Form Auto

An Automated Part Removal System for Form 3 SLA Printers

Designed at Formlabs during 2021-2022

Overview

During my year working on Form Auto from July 2021 to August 2022, I was one of three mechanical engineers who helped take this product from a vague “What does the next generation of printer automation look like” to the final product.

This included the early concepts and prototypes of competing architectures, high level mechanism brainstorming, detail part design, part and assembly drawings, and onboarding of our contract manufacturer.

I personally think that Form Auto contains some of the most fun mechanisms I have been able to put onto a production product. Please read more details about it below.

What I Owned

I was the sole mechE responsible for the part removal subsystem. This includes all of the highlighted parts shown. At a high level, my job was to take an open printer with parts at a known location, somehow remove those parts, and drop them off at the collection bucket.

The design of this system had some particularly interesting constraints.

Form 3 had already been released, and the interaction points were not designed with automation in mind
There was an clear-cut goal to automate the printer for less than the cost of the printer, greatly limiting the actuation mechanism options
Anything designed to catch the parts had to be as thin as possible, as every additional mm of thickness would reduce the maximum part height that would be compatible with the system

There were several unique challenges to making this system work, but by far my proudest achievement with this product was accomplishing every single required motion for part removal with a single, low cost geared DC motor.

Basics of Operation

Fundamentally, there are two flavors of motion required for the part removal system to work.

First, two basket-halves come in to surround the part. This is necessary because part removal is a very non-deterministic process, and surrounding the part on all 4 sides is a must. When the part removal system is over the part storage bucket, the two basket-halves open, dropping the printed parts out the bottom.

Second, two small knubs are required to actuate the build platform and pop the parts off. Since the build platform was never designed with automation in mind, they have a somewhat unusual and organic shape, but they work consistently.

Putting it All On One Motor

Using a well placed magnetic hardstop, I was able to accomplish all the required motions using one motor. Using a pulley system, sheet metal brackets for the actuation points were tied to opposite sides of the pulley. This guaranteed synchronized relative motion.
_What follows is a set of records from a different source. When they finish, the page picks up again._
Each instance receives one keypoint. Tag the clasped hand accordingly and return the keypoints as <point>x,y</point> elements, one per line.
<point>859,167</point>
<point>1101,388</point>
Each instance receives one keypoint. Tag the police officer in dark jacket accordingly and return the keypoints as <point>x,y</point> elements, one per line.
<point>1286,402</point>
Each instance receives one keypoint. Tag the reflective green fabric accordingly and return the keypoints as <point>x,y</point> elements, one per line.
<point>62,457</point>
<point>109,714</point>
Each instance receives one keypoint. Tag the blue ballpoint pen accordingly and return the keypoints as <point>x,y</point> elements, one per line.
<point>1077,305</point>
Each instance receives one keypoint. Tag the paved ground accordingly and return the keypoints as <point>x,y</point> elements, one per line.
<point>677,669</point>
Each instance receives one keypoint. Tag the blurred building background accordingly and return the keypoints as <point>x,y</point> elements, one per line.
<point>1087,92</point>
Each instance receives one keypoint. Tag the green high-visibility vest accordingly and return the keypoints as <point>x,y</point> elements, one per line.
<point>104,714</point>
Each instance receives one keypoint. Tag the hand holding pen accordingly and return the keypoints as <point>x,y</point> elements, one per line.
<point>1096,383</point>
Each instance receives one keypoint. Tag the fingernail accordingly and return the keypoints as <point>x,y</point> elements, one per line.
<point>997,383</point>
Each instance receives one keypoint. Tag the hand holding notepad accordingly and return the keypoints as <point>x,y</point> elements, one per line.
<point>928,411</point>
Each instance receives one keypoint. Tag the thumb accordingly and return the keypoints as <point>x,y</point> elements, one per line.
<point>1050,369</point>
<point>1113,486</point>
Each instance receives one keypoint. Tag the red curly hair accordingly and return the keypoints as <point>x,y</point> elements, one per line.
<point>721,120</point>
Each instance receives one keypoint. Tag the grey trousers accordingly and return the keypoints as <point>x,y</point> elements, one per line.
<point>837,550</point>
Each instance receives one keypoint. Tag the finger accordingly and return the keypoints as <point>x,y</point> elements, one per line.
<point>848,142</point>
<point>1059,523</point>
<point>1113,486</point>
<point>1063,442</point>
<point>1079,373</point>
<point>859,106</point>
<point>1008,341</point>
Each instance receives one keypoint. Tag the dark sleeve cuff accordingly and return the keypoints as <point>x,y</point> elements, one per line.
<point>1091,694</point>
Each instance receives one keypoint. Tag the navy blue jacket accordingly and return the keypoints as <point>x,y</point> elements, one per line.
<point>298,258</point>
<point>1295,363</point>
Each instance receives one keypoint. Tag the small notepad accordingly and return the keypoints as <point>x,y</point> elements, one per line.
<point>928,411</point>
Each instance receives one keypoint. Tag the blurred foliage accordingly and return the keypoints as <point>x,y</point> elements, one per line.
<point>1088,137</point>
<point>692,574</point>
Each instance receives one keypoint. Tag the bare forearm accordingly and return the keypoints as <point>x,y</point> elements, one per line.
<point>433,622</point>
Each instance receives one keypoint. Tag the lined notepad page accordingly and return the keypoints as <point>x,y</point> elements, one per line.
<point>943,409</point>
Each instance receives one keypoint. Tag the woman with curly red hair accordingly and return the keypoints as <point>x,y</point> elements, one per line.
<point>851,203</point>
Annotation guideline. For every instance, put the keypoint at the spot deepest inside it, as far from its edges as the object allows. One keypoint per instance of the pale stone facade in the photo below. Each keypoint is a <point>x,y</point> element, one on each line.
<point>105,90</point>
Now comes the fun trick. The set of sheet metal arms that hold the catch basket can be magnetically coupled to the arms that mount the actuation points. By homing the system in the open position, I guarantee that the basket arms magnetize to a steel block placed below the actuation arms.

Once the baskets is closed, the basket arms hit a steel hardstop, fixing the location of the baskets while the actuation arms get to continue moving freely.

The series of 3 images below show the three states clearly:

Basket arms magnetized to actuation arms
Basket arms hit hardstop
Actuation arms continue moving

An early lifetime test rig for the part removal subsystem. These lived in the same office space as us before the repeated popping noises relegated the jig to the cursed basement you see here.

Fun Design Details

There are many small touches on this system worth pointing out, so the section below is a grab-bag of miscellaneous details that I am happy with.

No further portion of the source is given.